Il suffit aussi d’écouter les débats et autres discussions de notre «élite» bien-pensante, anesthésiée, malgré eux, dans certaines chaînes de télévisions, entre mensonge et manipulation médiatique, pour maintenir ce peuple dans une léthargie mentale, dans une indifférence et une fatalité sans précédent. Et le peule joue le jeu, reprend les mêmes idées ; il ne sait même plus qui le défend et qui est son bourreau : on lui indique une direction et paaf, «Guy et Cie sont des provocateurs, ils méritent la prison…».
Le peuple s’est complètement perdu et c’est le néant : niveau réflexion zéro, perception logique zéro, libre arbitre assumé zéro etc. Le peuple est complice, nous méritons nos gouvernants. N’oublions pas qu’un peuple n’a que les dirigeants qu’il mérite. Ici, on dit que seule la lutte libère. Et nous ne ferons pas exception à cette règle : si nous voulons être libres, nous devons sortir de nos zones de confort et affronter la réalité ; nous devons battre le macadam, inhaler du gaz et défier les caprices de la nature ; pour exiger une prise en charge, une meilleure prise en charge, de nos préoccupations. Sans une démarche pacifique et pacifiée, comment peut-on continuer de cautionner des inégalités aussi manifestes ? Les fonds politiques alloués à Macky Sall s’élèvent à huit milliards 100 millions Cfa. Une manne financière votée par l’Assemblée nationale et qui n’est assujettie à aucun contrôle d’un quelconque corps. Le président de la République peut en faire ce que bon lui semble. C’est quand même incroyable.
De plus, le budget qui vient d’être voté est à la hausse, avec toujours bien sûr, le budget de la présidence qui ne cesse de s’accroître…

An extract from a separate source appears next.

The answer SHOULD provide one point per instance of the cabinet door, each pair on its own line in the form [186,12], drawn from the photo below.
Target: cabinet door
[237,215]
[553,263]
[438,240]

Alors que la paupérisation s’est généralisée, pas moins de 1.800.000 Sénégalais sont menacés de faim, dont 348.021 en situation de crise. Après, on ose dire à l’étudiant affamé de ne pas faire la grève, aux jeunes chômeurs de ne pas partir en mer, investissez ici ! Comment investir dans un pays où la durée de vie des Pme-Pmi est estimée à deux ans ? Un pays où nous n’avons que 60 urgentistes et 80cardiologues pour 16 millions de personnes… Alors, je n’en veux plus au peuple… Je n’en veux même plus aux politiques qui nous trahissent… Parce que s’ils sont responsables, nous le sommes aussi en laissant faire. Donc au final, soit j’en veux à tout le monde, soit je n’en veux à personne en fait. Je m’en veux à moi en premier finalement…
C’est peut-être juste dans nos gènes à tous de vivoter au lieu de vivre dans la plénitude, l’abondance et la richesse de vivre dans la galère. En attendant, au lieu de nous lever pour nous battre tous comme un seul homme, dans une lutte pacifique, mais avec courage, détermination et lucidité, on persiste dans l’insouciance et l’ignorance. On préfère l’agréable à l’utile, mais pour combien de temps encore ?
Parce qu’on entend tout le monde dire depuis quelques années «dina baax». Mais bien sûr ! Ne vous en faites même pas, continuons de danser, c’est décembre, allons tous envahir les concerts et autres… Ça fait presque 60 ans que les gens disent la même chose, mais jusqu’à présent rien… Mais comme on préfère se voiler la face, allons faire du petit ou grand bal un bal masqué pour faire semblant d’être joyeux pendant un instant : c’est là paraître, ou bien ? Alors, exhibons-nous, montrons à tout le monde ce que nous avons, mais aussi et surtout, ce que nous n’avons pas : c’est à dire courage et dignité.
En vérité, ce n’est pas Guy et Cie qui sont en prison, mais nous-mêmes !
Heureux et libre est celui qui ose dire NON.